Rule-based negation detection using dependency parse trees.
-
Make sure
python 2.7
and GDep beta2 is installed on your machine. And the program share the the same directory as GDep parser. -
Run the command in terminal:
python DepND.py YOUR_TESTING_DATA_FILEPATH OUTPUT_FILEPATH
.
e.g.
python DepND.py ./data/testing/bioscope_abstracts_cleaned.txt ./data/result.txt
- Separate text input into sentences. Filter all sentences not containing negation triggers. For sentences containing negation triggers, parse each of them using a dependency parser.
This task is done by
DepNeg
class, using, by default,GDep beta2
created by Prof. Kenji Sagae.
You certainly can use your favorite parser instead ofGDep
, just notice that you need modifySent
class if the parser you use doesn't generate output in CoNLL 2007 format.
- Use parse tree (CoNLL 2007 format) and rules to determine the scope of negation.
This task is done by
DepND
class
- gMST
maximal spanning tree from its immediate governor;
- sMST
maximal spanning tree from itself;
- withinPUNC
All MST rules should not cross punctuation marks during spanning, no matter it spans towards left or right (relatively to the position of trigger word). But some arcs can (such as SUB, OBJ and PRD).
Trigger_POS | Trigger examples | Rule |
---|---|---|
RB, DT | no, not, hardly, never | gMST |
JJ | absent, negative, unable, unlikely | gMST |
CC | neither, nor | gMST |
VB*, IN | fail, lack, lacking, excluding, without, except | sMST |
NN | none, lack, absence, failure (to/of) | sMST |
trg | trg_pos | trg_dep | gvn | gvn_pos | gvn_dep | rule | comment or alter-rule |
---|---|---|---|---|---|---|---|
not | RB | DEP | but, and | CC | NMOD | ggMST | DEP_Elevate; SUB&Right |
not | RB | PMOD | in | IN | PMOD | gMST | PMOD arc can cross punctuation? |
not | RB | VMOD | does, did, is | VBZ | ROOT | gMST | SUB&Right |
hardly | RB | AMOD | any | DT | NMOD | ggMST | AMOD_Elevate |
never | RB | NMOD | effect | NN | OBJ | gMST | SUB&Right |
rather (than) | RB | PMOD | for | IN | gMST | SUB&Right | |
negative | JJ | NMOD | regulation, factors | NN, NNS | ROOT, PMOD | gMST | only span through of/IN NMOD arc; "factors" has no children |
absence | NN | PMOD | in | IN | NMOD | gMST | PMOD_Elevate |
none | NN | SUB | had | VBD | ROOT | gMST | SUB&Right |
without | IN | PMOD | with | IN | PMOD | gMST | only span through PMOD towards right |
lack | VBP | SBAR | sMST | forbid VMOD branching to MD or VB* | |||
lacking | VBG | VC | is | VBZ | SUB | gMST | VC_Elevate |
denied | VBN | VC | are | VBP | ROOT | gMST | VC_Elevate; SUB&Right |
excluded | VBN | VC | be | VB | VC | ggMST | VC_Elevate |
- P.S. Whether some exceptions (e.g. "negative", "without", "lack" in above table) arose depends on the performance of the dependency parser.
- ggMST (double "g" indicates governor of governor) can be replaced by $_Elevate.
- There're also minor rules to deal with subjunctive moods.
- $_Elevate
elevate root node through all possible $ arcs then do a default MST (either sMST or gMST);
- SUB&Right
only span towards right or span left through SUB arc, span nothing if there's no SUB arc or right part. (notice that this rule only apply to root node)
- Performance of PP attachment in the parser;
e.g.
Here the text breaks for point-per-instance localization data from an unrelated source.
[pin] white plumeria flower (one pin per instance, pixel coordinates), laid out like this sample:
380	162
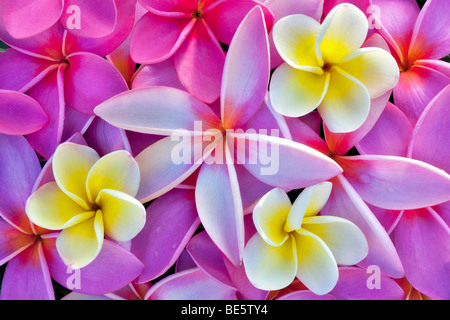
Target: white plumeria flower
326	68
292	241
90	197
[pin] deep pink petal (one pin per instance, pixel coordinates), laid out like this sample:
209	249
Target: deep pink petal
283	8
225	17
352	285
21	72
430	141
431	36
192	284
199	63
19	169
24	19
113	268
27	277
396	183
416	88
246	71
389	136
171	221
220	208
166	37
341	143
20	114
50	94
421	238
345	202
85	80
209	258
98	17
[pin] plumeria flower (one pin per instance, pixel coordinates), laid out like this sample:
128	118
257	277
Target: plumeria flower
293	241
326	68
92	197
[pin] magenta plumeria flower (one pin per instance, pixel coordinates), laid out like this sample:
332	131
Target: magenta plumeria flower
164	111
190	31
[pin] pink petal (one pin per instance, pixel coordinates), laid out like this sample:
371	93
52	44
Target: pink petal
192	284
427	258
341	143
208	257
225	16
220	208
345	202
396	183
431	36
283	8
19	169
21	72
246	71
85	80
352	285
389	136
161	241
158	74
105	45
20	114
98	17
430	141
166	37
50	94
27	277
199	63
288	164
24	19
113	268
416	88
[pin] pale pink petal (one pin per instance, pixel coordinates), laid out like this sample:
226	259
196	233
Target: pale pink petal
345	202
19	169
98	17
246	72
199	63
353	285
166	37
20	72
161	241
27	277
281	162
389	136
220	208
111	270
225	16
85	80
416	88
24	19
20	114
192	284
431	36
396	183
49	93
427	258
430	141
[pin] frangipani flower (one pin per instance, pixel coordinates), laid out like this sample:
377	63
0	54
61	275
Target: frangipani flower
92	197
292	241
327	69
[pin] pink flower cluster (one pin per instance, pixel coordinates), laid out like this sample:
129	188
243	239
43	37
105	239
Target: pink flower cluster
226	111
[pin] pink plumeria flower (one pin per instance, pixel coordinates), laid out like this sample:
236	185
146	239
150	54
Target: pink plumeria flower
97	18
293	241
190	31
92	197
327	69
164	111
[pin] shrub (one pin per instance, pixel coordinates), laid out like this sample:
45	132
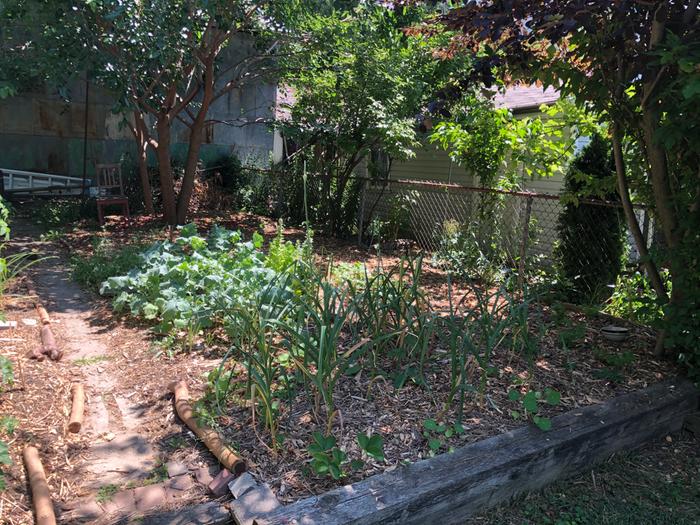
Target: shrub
106	261
190	284
591	242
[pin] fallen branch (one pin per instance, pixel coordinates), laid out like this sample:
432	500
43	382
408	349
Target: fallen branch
43	314
76	414
209	437
43	507
49	343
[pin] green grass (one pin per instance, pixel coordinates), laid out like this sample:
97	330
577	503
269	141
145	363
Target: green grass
88	361
657	485
106	493
106	261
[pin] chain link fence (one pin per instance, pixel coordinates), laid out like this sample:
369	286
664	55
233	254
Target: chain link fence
515	230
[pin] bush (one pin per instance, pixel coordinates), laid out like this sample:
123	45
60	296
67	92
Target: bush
105	262
194	282
591	236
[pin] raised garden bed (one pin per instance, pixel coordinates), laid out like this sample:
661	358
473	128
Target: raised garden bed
568	365
451	487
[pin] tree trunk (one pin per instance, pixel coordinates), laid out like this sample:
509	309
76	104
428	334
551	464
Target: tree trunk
623	190
141	135
195	143
650	267
167	184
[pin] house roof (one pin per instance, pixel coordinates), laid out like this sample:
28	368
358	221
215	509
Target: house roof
523	98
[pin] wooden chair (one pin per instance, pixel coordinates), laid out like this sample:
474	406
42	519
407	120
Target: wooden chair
110	190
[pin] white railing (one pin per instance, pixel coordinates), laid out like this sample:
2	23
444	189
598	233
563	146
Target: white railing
18	181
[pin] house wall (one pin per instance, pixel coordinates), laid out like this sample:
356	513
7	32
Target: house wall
431	164
432	208
41	132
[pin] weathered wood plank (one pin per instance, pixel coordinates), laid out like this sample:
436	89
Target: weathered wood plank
451	487
211	513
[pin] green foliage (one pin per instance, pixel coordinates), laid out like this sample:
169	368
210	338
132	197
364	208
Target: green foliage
4	220
190	284
372	445
390	312
106	492
591	247
472	335
646	87
471	251
617	363
59	213
314	343
499	148
106	261
327	458
8	424
436	433
530	402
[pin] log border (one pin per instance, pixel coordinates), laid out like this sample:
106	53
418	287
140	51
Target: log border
452	487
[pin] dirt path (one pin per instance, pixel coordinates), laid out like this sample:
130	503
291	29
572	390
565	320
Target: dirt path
126	468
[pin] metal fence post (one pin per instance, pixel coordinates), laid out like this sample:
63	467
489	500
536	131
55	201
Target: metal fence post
361	214
524	242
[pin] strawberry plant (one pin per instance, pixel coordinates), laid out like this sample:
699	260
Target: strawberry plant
372	445
188	285
436	433
327	458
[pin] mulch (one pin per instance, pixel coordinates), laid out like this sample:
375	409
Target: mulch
366	404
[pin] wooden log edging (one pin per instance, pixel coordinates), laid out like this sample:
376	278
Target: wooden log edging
41	497
452	487
48	341
213	441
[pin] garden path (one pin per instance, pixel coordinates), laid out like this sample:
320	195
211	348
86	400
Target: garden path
117	453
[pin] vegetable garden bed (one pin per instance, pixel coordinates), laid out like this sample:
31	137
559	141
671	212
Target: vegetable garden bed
335	372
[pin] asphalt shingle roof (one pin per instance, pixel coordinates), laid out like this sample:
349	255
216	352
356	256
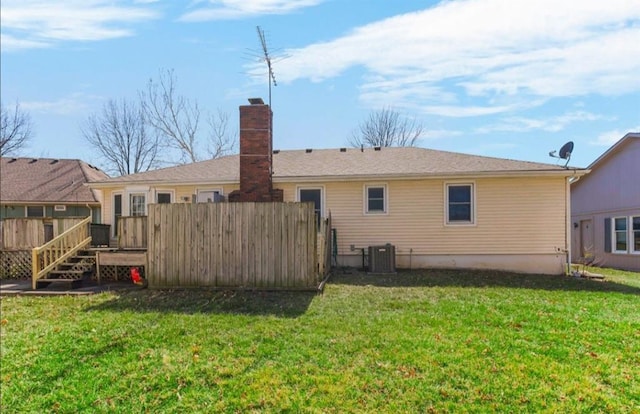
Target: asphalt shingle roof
47	180
343	164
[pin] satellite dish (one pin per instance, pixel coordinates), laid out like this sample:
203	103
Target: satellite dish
566	150
564	153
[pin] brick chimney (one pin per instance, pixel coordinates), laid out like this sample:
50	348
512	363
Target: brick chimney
256	141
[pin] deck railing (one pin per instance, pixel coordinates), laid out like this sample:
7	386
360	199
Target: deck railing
46	257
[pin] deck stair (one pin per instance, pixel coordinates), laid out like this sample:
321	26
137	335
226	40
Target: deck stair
72	271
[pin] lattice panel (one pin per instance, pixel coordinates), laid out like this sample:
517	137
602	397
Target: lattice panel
15	264
115	273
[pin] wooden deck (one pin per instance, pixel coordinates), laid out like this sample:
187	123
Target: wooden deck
115	257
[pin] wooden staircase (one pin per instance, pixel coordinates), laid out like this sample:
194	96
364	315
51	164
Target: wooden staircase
61	259
71	271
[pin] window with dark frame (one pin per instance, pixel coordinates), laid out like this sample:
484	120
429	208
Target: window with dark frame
635	234
137	204
620	234
459	203
117	212
375	199
163	198
35	211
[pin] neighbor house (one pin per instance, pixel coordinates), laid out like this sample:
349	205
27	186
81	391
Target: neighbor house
605	208
49	188
439	209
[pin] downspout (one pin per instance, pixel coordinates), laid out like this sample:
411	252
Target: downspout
567	224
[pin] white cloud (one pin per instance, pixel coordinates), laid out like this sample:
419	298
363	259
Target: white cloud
38	23
237	9
607	139
76	103
548	124
485	51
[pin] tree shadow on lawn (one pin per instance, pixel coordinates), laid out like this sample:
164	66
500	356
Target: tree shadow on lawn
477	278
283	304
The prepositional phrase "on sth" in "no effect on sth" is often wrongly attached to other NN rather than "effect".
- Inconsistency of decision in whether including the left part of parsed tree governed by a SUB arc.
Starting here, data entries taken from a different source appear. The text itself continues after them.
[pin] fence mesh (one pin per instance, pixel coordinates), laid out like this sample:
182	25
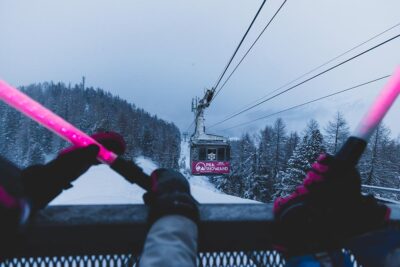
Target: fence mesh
204	259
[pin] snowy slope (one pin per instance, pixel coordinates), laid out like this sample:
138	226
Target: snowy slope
101	185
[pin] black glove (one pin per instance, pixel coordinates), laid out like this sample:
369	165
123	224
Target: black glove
170	194
14	209
327	209
42	183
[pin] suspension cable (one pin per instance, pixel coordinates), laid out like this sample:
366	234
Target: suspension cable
309	102
307	80
240	43
247	52
318	67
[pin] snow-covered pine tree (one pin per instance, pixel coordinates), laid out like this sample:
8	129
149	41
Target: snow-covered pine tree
336	133
300	162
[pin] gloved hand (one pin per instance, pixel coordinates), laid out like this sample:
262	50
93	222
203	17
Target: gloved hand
14	209
42	183
326	209
170	194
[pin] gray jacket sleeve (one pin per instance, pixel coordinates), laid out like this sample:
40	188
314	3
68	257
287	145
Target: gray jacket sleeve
171	241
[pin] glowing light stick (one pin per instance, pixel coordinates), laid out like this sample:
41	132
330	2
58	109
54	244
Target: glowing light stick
382	104
59	126
51	121
352	150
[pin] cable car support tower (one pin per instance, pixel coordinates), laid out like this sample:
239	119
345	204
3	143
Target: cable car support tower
209	153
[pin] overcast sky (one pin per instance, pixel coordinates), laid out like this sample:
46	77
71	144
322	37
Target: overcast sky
160	54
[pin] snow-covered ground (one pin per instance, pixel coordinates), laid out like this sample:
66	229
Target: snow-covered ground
101	185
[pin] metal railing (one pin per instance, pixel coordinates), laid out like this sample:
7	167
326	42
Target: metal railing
113	235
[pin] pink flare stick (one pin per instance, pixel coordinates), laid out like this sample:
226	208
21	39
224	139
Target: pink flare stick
382	104
51	121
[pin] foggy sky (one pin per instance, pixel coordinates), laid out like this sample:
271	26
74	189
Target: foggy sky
160	54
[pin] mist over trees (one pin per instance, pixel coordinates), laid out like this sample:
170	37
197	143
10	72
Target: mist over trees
274	162
92	110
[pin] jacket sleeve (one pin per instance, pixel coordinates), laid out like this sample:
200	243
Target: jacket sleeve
171	241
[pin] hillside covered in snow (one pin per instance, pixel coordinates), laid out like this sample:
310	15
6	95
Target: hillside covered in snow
101	185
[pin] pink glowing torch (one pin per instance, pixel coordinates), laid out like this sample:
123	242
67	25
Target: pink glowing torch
352	150
53	122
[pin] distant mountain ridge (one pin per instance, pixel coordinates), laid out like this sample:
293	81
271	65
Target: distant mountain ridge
25	142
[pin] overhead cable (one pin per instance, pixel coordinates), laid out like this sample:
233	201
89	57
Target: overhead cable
247	52
318	67
307	80
237	48
309	102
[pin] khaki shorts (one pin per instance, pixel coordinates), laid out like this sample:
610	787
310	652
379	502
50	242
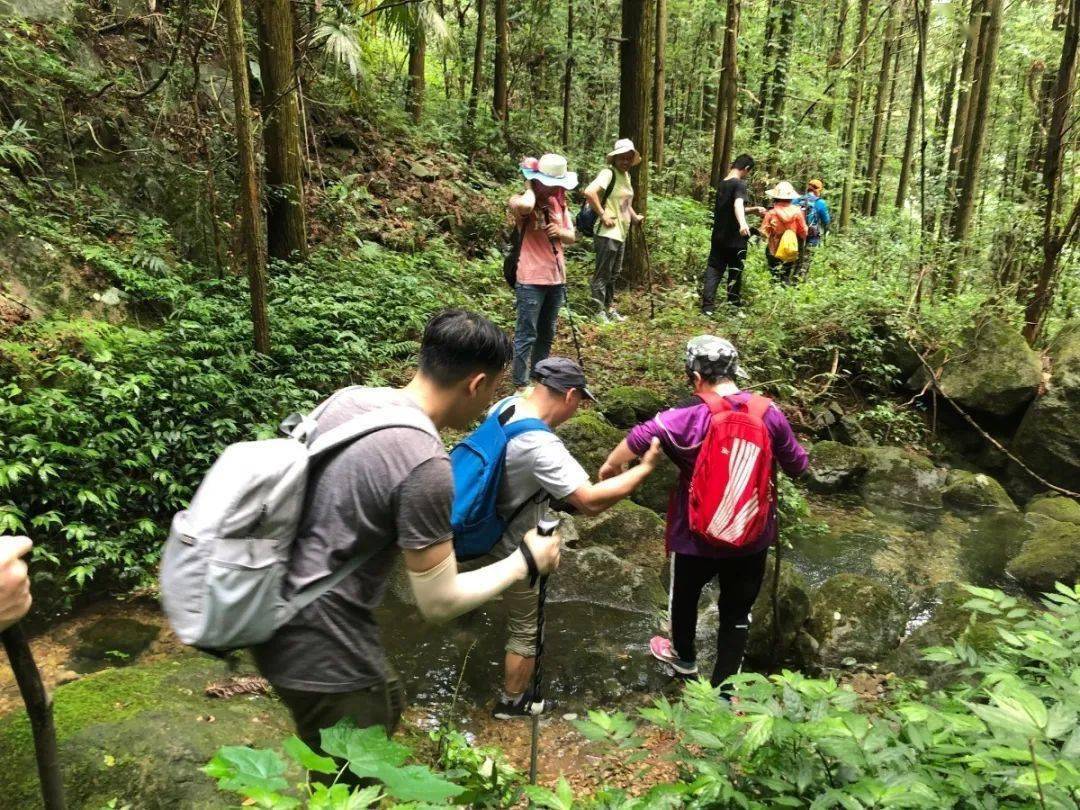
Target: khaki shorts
521	604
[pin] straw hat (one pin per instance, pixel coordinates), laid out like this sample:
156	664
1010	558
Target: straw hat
621	147
783	190
550	170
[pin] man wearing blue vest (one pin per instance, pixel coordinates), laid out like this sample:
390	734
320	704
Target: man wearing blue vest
539	469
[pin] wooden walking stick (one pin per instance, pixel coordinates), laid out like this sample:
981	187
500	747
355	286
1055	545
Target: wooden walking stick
39	709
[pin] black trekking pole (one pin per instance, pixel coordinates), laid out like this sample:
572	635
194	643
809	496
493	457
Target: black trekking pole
648	272
39	709
544	528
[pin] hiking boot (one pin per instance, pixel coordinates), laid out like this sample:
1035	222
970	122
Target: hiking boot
524	706
662	650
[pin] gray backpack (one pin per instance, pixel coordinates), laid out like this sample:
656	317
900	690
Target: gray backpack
225	562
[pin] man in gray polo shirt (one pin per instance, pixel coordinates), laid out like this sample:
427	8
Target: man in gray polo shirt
540	469
386	495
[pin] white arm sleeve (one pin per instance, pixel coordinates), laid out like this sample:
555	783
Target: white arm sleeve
442	593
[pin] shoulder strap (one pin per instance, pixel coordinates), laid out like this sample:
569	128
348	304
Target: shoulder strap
715	402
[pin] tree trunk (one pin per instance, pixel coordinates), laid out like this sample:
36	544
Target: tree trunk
835	56
779	83
477	62
851	131
635	83
658	83
768	57
958	144
417	55
915	108
874	147
501	59
1055	238
567	75
979	115
286	229
251	237
727	95
887	127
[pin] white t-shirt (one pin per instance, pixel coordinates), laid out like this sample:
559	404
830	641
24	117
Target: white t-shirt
538	467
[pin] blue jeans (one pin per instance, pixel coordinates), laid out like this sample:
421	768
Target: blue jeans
537	315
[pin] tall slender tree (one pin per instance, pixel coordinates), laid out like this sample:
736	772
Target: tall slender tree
477	78
851	130
658	83
874	146
286	229
251	228
1054	235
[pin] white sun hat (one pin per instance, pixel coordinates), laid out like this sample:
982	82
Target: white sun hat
621	147
550	170
783	190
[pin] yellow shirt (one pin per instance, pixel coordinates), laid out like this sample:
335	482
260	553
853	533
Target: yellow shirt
617	205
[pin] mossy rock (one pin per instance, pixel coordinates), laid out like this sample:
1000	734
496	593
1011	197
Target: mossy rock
835	467
656	490
624	406
853	617
1055	507
116	637
948	622
599	576
973	493
590	437
1052	554
139	734
994	370
635	534
763	650
900	480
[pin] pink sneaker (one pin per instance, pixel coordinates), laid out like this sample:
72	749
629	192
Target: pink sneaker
662	650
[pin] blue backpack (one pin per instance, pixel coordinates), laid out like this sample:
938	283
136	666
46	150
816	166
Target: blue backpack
478	462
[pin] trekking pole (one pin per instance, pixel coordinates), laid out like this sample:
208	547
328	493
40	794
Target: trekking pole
544	528
648	274
39	709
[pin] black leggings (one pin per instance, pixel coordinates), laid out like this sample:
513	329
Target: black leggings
740	580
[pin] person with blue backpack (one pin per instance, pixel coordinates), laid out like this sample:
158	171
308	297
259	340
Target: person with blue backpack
505	475
815	212
382	495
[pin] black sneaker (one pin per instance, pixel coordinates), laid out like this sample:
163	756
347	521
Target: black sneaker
524	706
e.g. In BioScope corpus, human annotator inconsistently include or exclude the subjects of sentences in the negation scope. A safer solution than the SUB&Right rule may be discarding SUB arcs and just spanning through towards right, sacrificing false negative for false positive.
- Coping with double/triple negation.
- Coreference and pronoun resolution.
- Output formatting.
This projected is licensed under the terms of the Apache License, Version 2.0.